The study published on Wednesday in the journal Science Robotics described the robot that learns what it is with zero prior knowledge of physics, geometry, or motor dynamics.
Humans can imagine themselves in future scenarios or learn by reflecting on their past experience, but robots have not previously simulated themselves in the way which humans do, according to the study.
Researchers from Columbia University created a robotic arm having no clue what its shape is. The four-degree-of-freedom robotic arm moved randomly initially and collected about 1,000 trajectories, each comprising 100 points.
After less than 35 hours of training with deep learning technique, the robot created a self-made model, which is consistent with the physical robot to within about four centimetres.
“If we want robots to become independent, to adapt quickly to scenarios unforeseen by their creators, then it’s essential that they learn to simulate themselves,” said Hod Lipson, professor of mechanical engineering at the university, who led the study.

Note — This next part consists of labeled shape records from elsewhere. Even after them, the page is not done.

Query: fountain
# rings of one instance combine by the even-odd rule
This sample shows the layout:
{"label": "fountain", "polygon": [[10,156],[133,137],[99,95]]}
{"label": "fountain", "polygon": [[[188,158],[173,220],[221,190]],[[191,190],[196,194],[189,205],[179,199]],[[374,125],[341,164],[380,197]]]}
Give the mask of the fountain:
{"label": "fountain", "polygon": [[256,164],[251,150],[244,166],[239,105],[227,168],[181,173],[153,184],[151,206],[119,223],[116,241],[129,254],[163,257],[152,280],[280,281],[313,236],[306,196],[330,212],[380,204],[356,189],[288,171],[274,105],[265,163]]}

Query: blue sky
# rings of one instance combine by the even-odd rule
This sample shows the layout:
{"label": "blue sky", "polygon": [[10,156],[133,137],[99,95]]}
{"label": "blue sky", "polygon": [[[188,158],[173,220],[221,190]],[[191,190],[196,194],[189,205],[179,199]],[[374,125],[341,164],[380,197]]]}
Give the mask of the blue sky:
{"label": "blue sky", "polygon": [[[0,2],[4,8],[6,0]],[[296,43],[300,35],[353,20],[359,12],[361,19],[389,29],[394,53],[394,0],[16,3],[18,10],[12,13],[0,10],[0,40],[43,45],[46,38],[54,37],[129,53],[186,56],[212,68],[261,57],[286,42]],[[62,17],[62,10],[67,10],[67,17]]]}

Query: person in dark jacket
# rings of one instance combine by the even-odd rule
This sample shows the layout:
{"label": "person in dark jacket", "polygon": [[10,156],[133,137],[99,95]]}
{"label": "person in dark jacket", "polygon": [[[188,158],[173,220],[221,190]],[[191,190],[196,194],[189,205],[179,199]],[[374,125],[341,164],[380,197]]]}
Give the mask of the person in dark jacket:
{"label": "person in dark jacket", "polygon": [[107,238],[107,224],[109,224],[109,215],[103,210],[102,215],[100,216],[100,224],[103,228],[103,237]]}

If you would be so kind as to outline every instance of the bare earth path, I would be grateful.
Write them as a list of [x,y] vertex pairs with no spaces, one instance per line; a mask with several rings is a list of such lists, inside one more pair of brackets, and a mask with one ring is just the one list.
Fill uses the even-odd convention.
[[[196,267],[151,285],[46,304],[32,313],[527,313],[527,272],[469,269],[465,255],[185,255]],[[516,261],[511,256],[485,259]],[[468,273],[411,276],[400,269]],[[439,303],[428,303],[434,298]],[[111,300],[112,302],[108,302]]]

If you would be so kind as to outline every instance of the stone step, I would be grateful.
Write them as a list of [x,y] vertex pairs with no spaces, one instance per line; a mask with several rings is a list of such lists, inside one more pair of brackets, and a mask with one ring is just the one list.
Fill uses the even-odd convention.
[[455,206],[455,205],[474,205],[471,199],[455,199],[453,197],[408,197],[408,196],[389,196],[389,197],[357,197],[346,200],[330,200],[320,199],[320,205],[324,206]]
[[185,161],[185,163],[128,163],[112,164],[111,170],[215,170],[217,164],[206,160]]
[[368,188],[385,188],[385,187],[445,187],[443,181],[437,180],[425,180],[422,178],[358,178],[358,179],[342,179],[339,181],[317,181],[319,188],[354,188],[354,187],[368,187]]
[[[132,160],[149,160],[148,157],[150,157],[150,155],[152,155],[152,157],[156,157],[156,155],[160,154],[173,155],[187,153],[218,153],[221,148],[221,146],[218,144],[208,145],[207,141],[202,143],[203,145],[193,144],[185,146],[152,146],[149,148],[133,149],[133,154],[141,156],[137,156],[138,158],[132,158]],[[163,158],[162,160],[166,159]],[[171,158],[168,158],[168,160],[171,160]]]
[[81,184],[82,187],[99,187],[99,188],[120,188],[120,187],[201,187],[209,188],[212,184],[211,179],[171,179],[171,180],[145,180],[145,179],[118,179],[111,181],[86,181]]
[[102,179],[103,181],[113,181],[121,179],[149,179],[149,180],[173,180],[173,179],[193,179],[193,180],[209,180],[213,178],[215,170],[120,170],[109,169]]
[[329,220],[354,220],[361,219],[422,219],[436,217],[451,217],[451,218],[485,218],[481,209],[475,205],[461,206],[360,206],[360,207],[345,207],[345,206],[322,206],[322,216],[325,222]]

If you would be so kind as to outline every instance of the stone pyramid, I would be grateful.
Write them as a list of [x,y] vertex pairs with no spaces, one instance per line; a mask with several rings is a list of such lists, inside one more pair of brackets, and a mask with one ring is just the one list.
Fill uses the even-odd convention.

The study showed that with a closed loop control that enabled the robot to recalibrate its movement along the trajectory, it could grasp balls on the table and place them into a glass with 100 percent accuracy.
In an open-loop system without external feedback, the robot could pick and place with a 44-percent success rate.
Also, the robot can detect damage to itself.
When the researchers 3D-printed a deformed part, the robot was able to discern the change and improve its self-model, and then run the pick-and-place tasks with little loss of performance.
Lipson called their study a move from “narrow-AI” toward machine self-awareness, offering a new window into the mysteries of consciousness.
The researchers are now exploring whether robots can model on their own minds and whether robots can think about thinking.